Poorya Sabounchi, internal affiliate with Illumina Accelerator
Dr. Cashin currently serves as the head of the Illumina Accelerator and Dr. Sabounchi is a startup advocate. Dr. Sabounchi helped answer some of our key questions about next-generation sequencing technology. In addition to describing the mechanisms of NGS, he also talked about some of the key diagnostic metrics that Illumina and GRAIL, a liquid biopsy startup by Illumina, are currently focusing on. He explained that NGS uses deep sequencing runs in order to identify mutations, perform whole-genome sequencing, and believes that they can identify mutations at a better rate than existing practices. He also walked us through some of the companies in the Illumina accelerator and how they were able to harness the power of NGS for improving genomics.
Takeaway:
Our conversation with Dr. Sabounchi helped us understand the promise of next-generation sequencing. Although NGS could resolve the price point, it did not address one of the key patient concerns, namely the invasiveness. We felt that we could somehow engineer the CRISPR protein to detect mutations and then give us a readout that we could quantify.

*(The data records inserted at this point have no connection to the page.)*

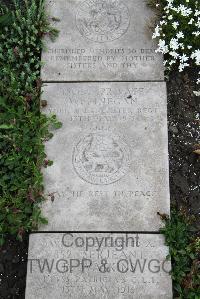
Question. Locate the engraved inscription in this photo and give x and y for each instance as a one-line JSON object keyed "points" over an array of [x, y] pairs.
{"points": [[102, 21], [101, 158]]}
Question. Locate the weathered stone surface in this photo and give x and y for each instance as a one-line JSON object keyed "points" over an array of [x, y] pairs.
{"points": [[96, 266], [101, 41], [110, 170]]}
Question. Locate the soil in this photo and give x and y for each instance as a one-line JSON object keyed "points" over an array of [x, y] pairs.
{"points": [[184, 137], [13, 263]]}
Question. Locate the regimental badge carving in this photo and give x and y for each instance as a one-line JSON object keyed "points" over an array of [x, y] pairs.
{"points": [[101, 158], [102, 20]]}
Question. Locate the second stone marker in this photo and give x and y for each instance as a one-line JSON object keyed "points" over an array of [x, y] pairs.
{"points": [[102, 41], [110, 170]]}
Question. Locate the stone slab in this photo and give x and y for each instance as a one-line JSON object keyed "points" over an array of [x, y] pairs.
{"points": [[98, 266], [107, 40], [110, 170]]}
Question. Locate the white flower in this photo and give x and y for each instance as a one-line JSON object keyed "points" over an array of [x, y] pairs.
{"points": [[182, 66], [184, 58], [184, 10], [197, 13], [162, 47], [175, 25], [174, 44], [156, 32], [163, 22], [180, 34], [174, 54], [191, 21], [196, 55], [196, 33], [172, 62]]}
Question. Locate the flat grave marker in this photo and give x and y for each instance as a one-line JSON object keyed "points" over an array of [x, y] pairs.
{"points": [[101, 41], [110, 170], [96, 266]]}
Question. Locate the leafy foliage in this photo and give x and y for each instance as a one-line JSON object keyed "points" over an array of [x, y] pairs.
{"points": [[185, 254], [177, 29], [23, 128]]}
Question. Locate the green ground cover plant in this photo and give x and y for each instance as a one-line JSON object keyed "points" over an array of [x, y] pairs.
{"points": [[23, 128], [184, 251], [177, 30]]}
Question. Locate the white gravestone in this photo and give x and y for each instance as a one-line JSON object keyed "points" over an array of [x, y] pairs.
{"points": [[110, 170], [101, 41]]}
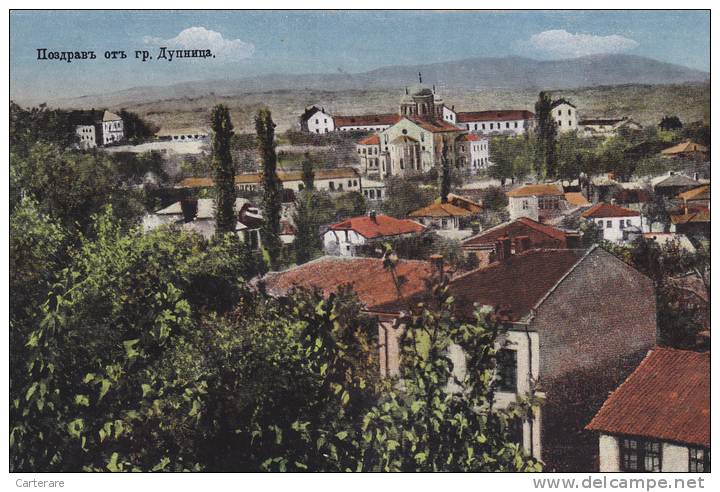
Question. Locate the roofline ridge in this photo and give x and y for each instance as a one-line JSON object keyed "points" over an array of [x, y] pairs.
{"points": [[642, 362], [561, 280]]}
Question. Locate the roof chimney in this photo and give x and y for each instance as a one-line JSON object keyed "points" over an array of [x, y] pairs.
{"points": [[437, 261], [502, 248], [188, 205], [522, 243]]}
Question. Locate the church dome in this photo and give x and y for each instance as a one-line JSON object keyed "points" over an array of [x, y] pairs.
{"points": [[420, 90]]}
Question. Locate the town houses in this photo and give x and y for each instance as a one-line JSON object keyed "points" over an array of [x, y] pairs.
{"points": [[97, 128]]}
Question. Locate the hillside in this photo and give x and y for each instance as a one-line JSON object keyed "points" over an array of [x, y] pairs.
{"points": [[645, 103], [470, 74]]}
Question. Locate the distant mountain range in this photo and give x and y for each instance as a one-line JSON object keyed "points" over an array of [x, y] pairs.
{"points": [[471, 73]]}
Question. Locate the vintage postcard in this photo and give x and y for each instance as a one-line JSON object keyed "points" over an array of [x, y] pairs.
{"points": [[359, 241]]}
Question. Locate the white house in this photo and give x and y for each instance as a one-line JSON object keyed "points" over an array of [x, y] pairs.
{"points": [[565, 115], [317, 120], [198, 215], [536, 201], [374, 190], [87, 136], [658, 420], [606, 126], [619, 225], [495, 122], [344, 238], [112, 128]]}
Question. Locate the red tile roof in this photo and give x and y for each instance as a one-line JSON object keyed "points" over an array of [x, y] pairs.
{"points": [[603, 210], [520, 227], [700, 193], [437, 209], [666, 398], [381, 226], [700, 215], [501, 115], [371, 140], [536, 190], [367, 120], [434, 125], [373, 284], [515, 285]]}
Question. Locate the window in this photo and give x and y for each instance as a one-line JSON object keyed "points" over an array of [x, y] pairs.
{"points": [[507, 370], [638, 455], [699, 460]]}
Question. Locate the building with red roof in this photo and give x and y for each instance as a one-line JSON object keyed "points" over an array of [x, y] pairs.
{"points": [[573, 335], [659, 418], [521, 234], [349, 236], [618, 224], [496, 122]]}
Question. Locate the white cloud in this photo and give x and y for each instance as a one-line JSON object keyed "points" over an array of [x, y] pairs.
{"points": [[560, 43], [201, 38]]}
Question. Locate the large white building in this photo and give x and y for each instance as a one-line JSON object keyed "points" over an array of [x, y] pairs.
{"points": [[565, 115], [97, 129], [619, 225], [496, 122]]}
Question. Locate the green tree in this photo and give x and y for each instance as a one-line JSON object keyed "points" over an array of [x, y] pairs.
{"points": [[445, 174], [502, 158], [223, 170], [272, 187], [545, 137], [438, 419], [404, 196]]}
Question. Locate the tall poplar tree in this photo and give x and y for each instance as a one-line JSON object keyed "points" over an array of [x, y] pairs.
{"points": [[223, 170], [444, 173], [272, 198], [308, 175], [545, 135]]}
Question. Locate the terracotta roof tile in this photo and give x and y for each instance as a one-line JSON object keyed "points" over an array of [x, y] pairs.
{"points": [[372, 283], [497, 115], [577, 199], [381, 226], [603, 210], [700, 193], [371, 140], [519, 227], [666, 398], [256, 178], [434, 125], [367, 120], [437, 209], [497, 285], [702, 215], [536, 190]]}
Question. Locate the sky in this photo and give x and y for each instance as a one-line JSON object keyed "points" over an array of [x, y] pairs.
{"points": [[248, 43]]}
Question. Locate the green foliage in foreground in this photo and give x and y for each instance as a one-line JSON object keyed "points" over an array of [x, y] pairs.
{"points": [[150, 352]]}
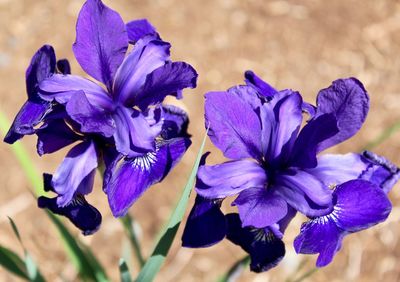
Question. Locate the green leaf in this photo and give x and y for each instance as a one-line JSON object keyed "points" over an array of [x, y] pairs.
{"points": [[124, 271], [12, 262], [83, 259], [128, 223], [236, 270], [153, 264]]}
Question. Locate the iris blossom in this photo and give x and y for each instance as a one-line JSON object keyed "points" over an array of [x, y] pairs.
{"points": [[119, 121], [276, 170]]}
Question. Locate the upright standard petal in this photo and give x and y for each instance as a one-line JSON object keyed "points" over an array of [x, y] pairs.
{"points": [[133, 135], [304, 153], [304, 192], [228, 179], [265, 250], [146, 56], [234, 126], [80, 161], [165, 80], [61, 87], [129, 180], [206, 224], [261, 86], [90, 118], [260, 208], [101, 41], [138, 29], [348, 100], [360, 205]]}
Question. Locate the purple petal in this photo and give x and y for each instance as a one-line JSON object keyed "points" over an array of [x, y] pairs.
{"points": [[165, 80], [30, 115], [248, 94], [360, 205], [42, 66], [83, 215], [349, 101], [61, 87], [206, 224], [260, 208], [380, 171], [91, 119], [138, 29], [320, 235], [54, 136], [133, 135], [261, 86], [334, 169], [101, 41], [63, 66], [304, 192], [145, 57], [133, 177], [304, 154], [228, 179], [234, 126], [265, 250], [80, 161]]}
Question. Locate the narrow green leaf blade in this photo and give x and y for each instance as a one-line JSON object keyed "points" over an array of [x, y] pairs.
{"points": [[124, 271], [157, 258], [12, 262]]}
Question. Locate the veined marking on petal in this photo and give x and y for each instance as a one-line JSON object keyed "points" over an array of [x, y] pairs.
{"points": [[146, 161]]}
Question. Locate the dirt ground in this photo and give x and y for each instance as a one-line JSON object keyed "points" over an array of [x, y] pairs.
{"points": [[303, 45]]}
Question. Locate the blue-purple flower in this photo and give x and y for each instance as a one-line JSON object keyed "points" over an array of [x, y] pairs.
{"points": [[123, 125], [275, 170]]}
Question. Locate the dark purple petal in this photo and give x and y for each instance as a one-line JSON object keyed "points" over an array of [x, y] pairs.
{"points": [[42, 66], [206, 224], [360, 205], [335, 169], [138, 29], [234, 126], [319, 236], [145, 57], [261, 86], [349, 102], [129, 180], [175, 122], [248, 94], [165, 80], [55, 135], [101, 41], [265, 250], [228, 179], [304, 154], [380, 171], [83, 215], [63, 66], [133, 135], [80, 161], [260, 208], [90, 118], [30, 115], [304, 192], [61, 87]]}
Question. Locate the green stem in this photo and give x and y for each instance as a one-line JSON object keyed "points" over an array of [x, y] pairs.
{"points": [[128, 222]]}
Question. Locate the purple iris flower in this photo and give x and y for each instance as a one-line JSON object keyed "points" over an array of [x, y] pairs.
{"points": [[124, 126], [275, 169]]}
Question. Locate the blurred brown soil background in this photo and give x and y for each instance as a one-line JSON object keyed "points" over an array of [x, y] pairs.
{"points": [[303, 45]]}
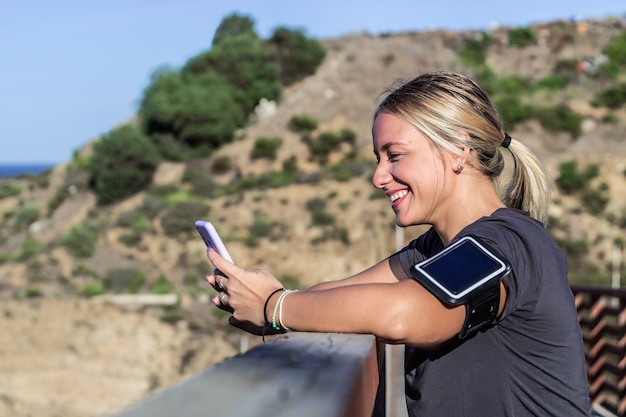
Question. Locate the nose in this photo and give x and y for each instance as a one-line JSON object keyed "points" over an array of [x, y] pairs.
{"points": [[381, 176]]}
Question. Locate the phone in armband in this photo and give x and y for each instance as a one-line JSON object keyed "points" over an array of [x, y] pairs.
{"points": [[466, 272], [212, 238]]}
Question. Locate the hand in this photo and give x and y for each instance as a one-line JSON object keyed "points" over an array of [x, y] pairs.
{"points": [[241, 291]]}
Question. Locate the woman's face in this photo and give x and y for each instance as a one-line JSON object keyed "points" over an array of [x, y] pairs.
{"points": [[410, 171]]}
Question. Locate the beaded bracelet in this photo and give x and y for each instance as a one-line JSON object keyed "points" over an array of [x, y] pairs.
{"points": [[275, 326], [280, 309], [267, 302]]}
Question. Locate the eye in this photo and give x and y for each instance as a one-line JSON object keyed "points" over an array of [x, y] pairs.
{"points": [[393, 156]]}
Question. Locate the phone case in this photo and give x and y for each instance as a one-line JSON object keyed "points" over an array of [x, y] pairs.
{"points": [[212, 238], [461, 271]]}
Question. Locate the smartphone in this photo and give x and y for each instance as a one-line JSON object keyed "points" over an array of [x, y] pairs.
{"points": [[460, 270], [212, 238]]}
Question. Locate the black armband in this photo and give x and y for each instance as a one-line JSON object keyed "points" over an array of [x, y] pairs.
{"points": [[466, 272]]}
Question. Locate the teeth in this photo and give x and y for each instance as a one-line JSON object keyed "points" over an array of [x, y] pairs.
{"points": [[398, 195]]}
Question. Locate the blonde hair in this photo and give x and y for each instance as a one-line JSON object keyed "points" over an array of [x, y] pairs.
{"points": [[440, 104]]}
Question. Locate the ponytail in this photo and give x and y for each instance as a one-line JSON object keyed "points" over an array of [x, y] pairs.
{"points": [[530, 188]]}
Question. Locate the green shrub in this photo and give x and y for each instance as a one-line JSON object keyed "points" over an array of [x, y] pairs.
{"points": [[232, 25], [80, 241], [265, 147], [221, 165], [9, 189], [521, 37], [130, 239], [30, 248], [122, 164], [290, 166], [613, 97], [570, 178], [197, 111]]}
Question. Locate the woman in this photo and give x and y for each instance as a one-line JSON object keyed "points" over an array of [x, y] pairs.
{"points": [[438, 139]]}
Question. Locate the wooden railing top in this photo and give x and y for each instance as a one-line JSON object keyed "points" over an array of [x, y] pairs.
{"points": [[299, 374]]}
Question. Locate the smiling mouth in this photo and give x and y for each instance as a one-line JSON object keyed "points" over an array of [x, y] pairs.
{"points": [[396, 196]]}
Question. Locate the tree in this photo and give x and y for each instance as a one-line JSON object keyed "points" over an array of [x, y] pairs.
{"points": [[122, 164], [297, 56], [244, 61], [196, 110], [232, 26]]}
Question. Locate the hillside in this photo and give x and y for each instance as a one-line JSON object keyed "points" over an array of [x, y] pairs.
{"points": [[76, 356]]}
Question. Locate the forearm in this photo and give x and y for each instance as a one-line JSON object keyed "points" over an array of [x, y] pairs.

Pranav Singh, Bioinformatics Team, GRAIL
After speaking with the Illumina Accelerator, we felt that it would be important to understand some of the current alternatives. We reached out to some members of the bioinformatics team at GRAIL to get a better sense of what they do. They first introduced the idea of liquid biopsy, which is given to the collective procedures that amount to non-invasive cancer detection techniques. We learned that the inherent tumor heterogeneity and ability of cancer genomes to evolve are not properly captured by tissue specimens. GRAIL instead looks at cell-free DNA that is shed by cells and is trying to develop highly accurate. The team also took some time to explain their day to day operations and explained that bioinformatics is becoming exceedingly important due to the massive amounts of data per patient. They use bioinformatics to derive patterns that can generate further clinical insight or help develop more effective treatments in the future.
Takeaway:
After learning from GRAIL, we understood that despite its limitations, liquid biopsy seems to be more advantageous and addresses many of the concerns we had uncovered earlier. As a team, we decided to shift from tissue specimen analysis to liquid biopsy because of the inherent challenges with the molecular heterogeneity.